Este ano, em particular, desde Maio, foram realizadas quatro operações especiais de prevenção criminal em bairros da Praia, nas quais foram feitas algumas detenções e apreendidos objectos, supostamente provenientes de roubos, estupefacientes e foram, como era objectivo, também apreendidas armas e munições.
Aliás, nos objectivos das operações estão, em destaque, “o controlo, a detecção, a localização e a apreensão de armas, principalmente as de fogo que estejam em situações de posse ilegal e que podem estar associadas a outros delitos, como sejam, assaltos, agressões e brigas de grupos.”
Pelas notas divulgadas sabemos que até agora as operações decorreram nos bairros do Brasil (Achada Santo António), Eugénio Lima, Safende, Achada Grande Trás, Achadinha, Santaninha e Ponta d`Água.
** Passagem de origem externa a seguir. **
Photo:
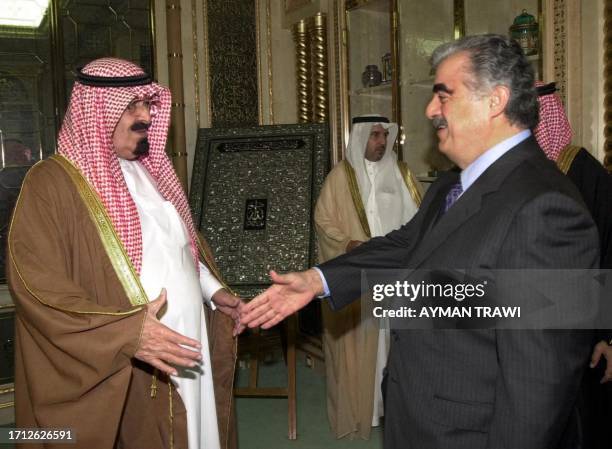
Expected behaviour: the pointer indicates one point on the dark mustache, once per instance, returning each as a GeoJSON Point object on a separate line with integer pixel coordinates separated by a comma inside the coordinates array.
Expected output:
{"type": "Point", "coordinates": [438, 121]}
{"type": "Point", "coordinates": [142, 147]}
{"type": "Point", "coordinates": [140, 126]}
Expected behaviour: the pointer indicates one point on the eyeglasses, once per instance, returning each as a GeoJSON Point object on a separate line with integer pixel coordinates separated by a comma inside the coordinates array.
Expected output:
{"type": "Point", "coordinates": [135, 104]}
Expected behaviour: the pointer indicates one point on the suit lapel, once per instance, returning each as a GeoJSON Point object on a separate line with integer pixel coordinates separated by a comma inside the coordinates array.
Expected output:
{"type": "Point", "coordinates": [435, 233]}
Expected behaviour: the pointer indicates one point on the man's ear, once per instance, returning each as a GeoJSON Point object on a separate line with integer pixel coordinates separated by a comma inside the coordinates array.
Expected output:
{"type": "Point", "coordinates": [498, 100]}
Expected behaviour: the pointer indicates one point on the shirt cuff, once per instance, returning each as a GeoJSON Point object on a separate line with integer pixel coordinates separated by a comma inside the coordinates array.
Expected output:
{"type": "Point", "coordinates": [209, 285]}
{"type": "Point", "coordinates": [325, 286]}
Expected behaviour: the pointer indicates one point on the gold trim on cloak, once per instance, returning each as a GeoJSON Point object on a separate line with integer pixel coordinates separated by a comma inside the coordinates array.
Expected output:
{"type": "Point", "coordinates": [354, 189]}
{"type": "Point", "coordinates": [567, 156]}
{"type": "Point", "coordinates": [38, 298]}
{"type": "Point", "coordinates": [110, 240]}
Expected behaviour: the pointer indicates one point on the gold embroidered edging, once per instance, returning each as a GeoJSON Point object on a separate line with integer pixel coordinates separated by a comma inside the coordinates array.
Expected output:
{"type": "Point", "coordinates": [567, 156]}
{"type": "Point", "coordinates": [411, 182]}
{"type": "Point", "coordinates": [354, 189]}
{"type": "Point", "coordinates": [23, 281]}
{"type": "Point", "coordinates": [231, 395]}
{"type": "Point", "coordinates": [114, 248]}
{"type": "Point", "coordinates": [208, 260]}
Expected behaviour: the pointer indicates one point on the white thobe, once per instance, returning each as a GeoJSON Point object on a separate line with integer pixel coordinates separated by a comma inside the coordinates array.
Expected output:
{"type": "Point", "coordinates": [382, 353]}
{"type": "Point", "coordinates": [167, 262]}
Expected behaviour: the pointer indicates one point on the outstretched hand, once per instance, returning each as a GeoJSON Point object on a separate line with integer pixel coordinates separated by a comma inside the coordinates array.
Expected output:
{"type": "Point", "coordinates": [289, 293]}
{"type": "Point", "coordinates": [162, 347]}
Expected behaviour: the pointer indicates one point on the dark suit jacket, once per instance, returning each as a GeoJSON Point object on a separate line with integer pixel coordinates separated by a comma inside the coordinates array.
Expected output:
{"type": "Point", "coordinates": [453, 389]}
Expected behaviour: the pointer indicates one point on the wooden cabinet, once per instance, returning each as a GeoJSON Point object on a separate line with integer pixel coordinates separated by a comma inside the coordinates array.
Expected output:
{"type": "Point", "coordinates": [409, 31]}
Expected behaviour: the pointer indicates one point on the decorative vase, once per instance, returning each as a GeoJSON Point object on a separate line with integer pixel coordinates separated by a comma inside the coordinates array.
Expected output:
{"type": "Point", "coordinates": [387, 68]}
{"type": "Point", "coordinates": [525, 31]}
{"type": "Point", "coordinates": [371, 76]}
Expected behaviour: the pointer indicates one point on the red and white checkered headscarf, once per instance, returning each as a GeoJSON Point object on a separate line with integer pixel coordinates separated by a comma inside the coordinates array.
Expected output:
{"type": "Point", "coordinates": [553, 132]}
{"type": "Point", "coordinates": [86, 140]}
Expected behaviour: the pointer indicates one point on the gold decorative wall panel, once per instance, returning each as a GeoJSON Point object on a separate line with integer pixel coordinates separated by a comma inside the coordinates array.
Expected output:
{"type": "Point", "coordinates": [560, 50]}
{"type": "Point", "coordinates": [303, 73]}
{"type": "Point", "coordinates": [608, 86]}
{"type": "Point", "coordinates": [232, 55]}
{"type": "Point", "coordinates": [318, 41]}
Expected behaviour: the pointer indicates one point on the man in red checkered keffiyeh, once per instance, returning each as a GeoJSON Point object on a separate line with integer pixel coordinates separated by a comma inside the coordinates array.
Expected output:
{"type": "Point", "coordinates": [97, 232]}
{"type": "Point", "coordinates": [553, 132]}
{"type": "Point", "coordinates": [86, 140]}
{"type": "Point", "coordinates": [554, 135]}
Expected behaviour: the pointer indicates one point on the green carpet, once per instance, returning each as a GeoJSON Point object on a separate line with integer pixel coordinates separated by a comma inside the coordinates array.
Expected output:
{"type": "Point", "coordinates": [262, 422]}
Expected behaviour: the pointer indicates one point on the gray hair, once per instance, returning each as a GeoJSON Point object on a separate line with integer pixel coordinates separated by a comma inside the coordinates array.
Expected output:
{"type": "Point", "coordinates": [497, 60]}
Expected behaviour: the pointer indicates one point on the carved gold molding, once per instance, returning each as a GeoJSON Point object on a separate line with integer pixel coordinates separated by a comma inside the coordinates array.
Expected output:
{"type": "Point", "coordinates": [175, 81]}
{"type": "Point", "coordinates": [269, 55]}
{"type": "Point", "coordinates": [608, 86]}
{"type": "Point", "coordinates": [196, 69]}
{"type": "Point", "coordinates": [206, 63]}
{"type": "Point", "coordinates": [458, 18]}
{"type": "Point", "coordinates": [302, 56]}
{"type": "Point", "coordinates": [318, 45]}
{"type": "Point", "coordinates": [260, 80]}
{"type": "Point", "coordinates": [560, 36]}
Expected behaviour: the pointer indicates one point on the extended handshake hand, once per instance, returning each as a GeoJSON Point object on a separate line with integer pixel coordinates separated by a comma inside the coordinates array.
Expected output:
{"type": "Point", "coordinates": [289, 293]}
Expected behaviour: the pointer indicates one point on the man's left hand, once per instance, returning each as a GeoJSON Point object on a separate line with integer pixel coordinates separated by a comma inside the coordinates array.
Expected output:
{"type": "Point", "coordinates": [603, 348]}
{"type": "Point", "coordinates": [231, 306]}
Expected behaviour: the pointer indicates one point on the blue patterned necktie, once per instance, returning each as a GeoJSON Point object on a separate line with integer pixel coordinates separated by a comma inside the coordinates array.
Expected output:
{"type": "Point", "coordinates": [452, 195]}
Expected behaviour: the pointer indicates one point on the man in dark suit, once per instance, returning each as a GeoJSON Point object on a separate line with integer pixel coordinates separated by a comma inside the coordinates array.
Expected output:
{"type": "Point", "coordinates": [508, 208]}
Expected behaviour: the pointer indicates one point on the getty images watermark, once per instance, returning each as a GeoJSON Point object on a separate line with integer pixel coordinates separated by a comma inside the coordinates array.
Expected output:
{"type": "Point", "coordinates": [485, 299]}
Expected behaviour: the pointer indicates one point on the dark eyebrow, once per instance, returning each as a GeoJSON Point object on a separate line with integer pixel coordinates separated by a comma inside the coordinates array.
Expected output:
{"type": "Point", "coordinates": [441, 87]}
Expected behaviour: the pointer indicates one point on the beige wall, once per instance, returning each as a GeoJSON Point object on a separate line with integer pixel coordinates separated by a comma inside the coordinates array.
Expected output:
{"type": "Point", "coordinates": [591, 127]}
{"type": "Point", "coordinates": [276, 65]}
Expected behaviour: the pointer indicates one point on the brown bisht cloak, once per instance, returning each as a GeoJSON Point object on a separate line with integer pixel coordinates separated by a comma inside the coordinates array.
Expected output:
{"type": "Point", "coordinates": [79, 315]}
{"type": "Point", "coordinates": [350, 343]}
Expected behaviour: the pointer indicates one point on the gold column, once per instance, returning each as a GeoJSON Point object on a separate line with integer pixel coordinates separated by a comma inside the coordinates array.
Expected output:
{"type": "Point", "coordinates": [608, 86]}
{"type": "Point", "coordinates": [318, 42]}
{"type": "Point", "coordinates": [175, 79]}
{"type": "Point", "coordinates": [458, 18]}
{"type": "Point", "coordinates": [302, 56]}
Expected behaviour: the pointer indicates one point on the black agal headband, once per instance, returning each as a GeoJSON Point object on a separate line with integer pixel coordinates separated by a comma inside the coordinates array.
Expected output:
{"type": "Point", "coordinates": [546, 89]}
{"type": "Point", "coordinates": [370, 119]}
{"type": "Point", "coordinates": [106, 81]}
No total foram aprendidas 6 boca bedju (metade das quais no Brasil), 4 armas convencionais, 56 facas, 8 maxins, 15 tacos de basebol, 1 machado, 2 catanas, 1 Frasco de gás lacrimogénio e 1 brinquedo em forma de revolver (alegadamente usado para assaltos). Ou seja, foram apreendidas mais boca bedju que armas de fogo convencionais, o que mostra a importância que deve ser dada a aquele tipo de arma de arma artesanal, agora evidenciada na revisão da lei de armas e munições.
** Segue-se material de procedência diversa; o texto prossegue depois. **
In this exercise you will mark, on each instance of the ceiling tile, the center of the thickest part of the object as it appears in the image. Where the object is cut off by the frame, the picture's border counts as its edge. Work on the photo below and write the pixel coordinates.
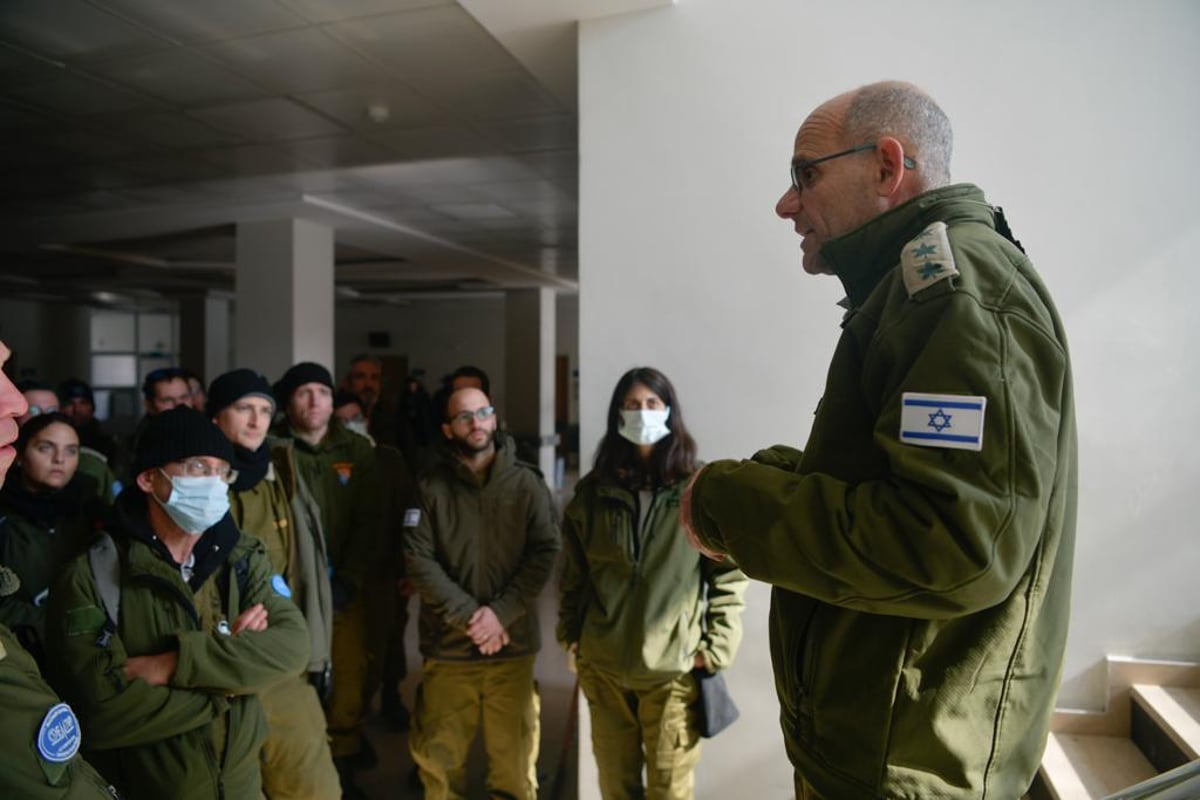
(337, 151)
(179, 77)
(192, 20)
(433, 143)
(402, 106)
(474, 211)
(72, 29)
(443, 40)
(252, 160)
(77, 95)
(295, 61)
(267, 120)
(323, 11)
(555, 132)
(166, 130)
Já em Maio de 2020, num balanço de operações realizadas durante dois meses, a PN revelava que apreendera 73 armas de Fogo, a maioria das quais (46) boca bedju.
Falhanços
Não se sabe ao certo quantas armas ilegais há em Cabo Verde. Não existe aliás nenhum método científico que o possa determinar com certeza, em nenhum país. Em Cabo Verde, em 2008, aquando da criação da Comissão Nacional de Luta contra a Proliferação de Armas Ligeiras e de Pequeno Calibre (COMNAC), essa entidade estimava que seriam entre cinco a oito mil, 80% das quais em Santiago. Outras fontes apontavam para 9500. Entretanto, entre 2000 e 2008 apenas houve 475 armas licenciadas, o que mostra que é um mundo muito à margem da lei.
Em 2014, a COMNAC lançou então uma campanha nacional de entrega voluntária de armas de fogo em situação ilegal. O alvo estimado, nessa altura era de 6500 armas. A campanha foi um fracasso, e ao fim de seis meses, saldou-se na devolução de apenas 20 armas.
Texto originalmente publicado na edição impressa do Expresso das Ilhas nº 1073 de 22 de Junho de 2022.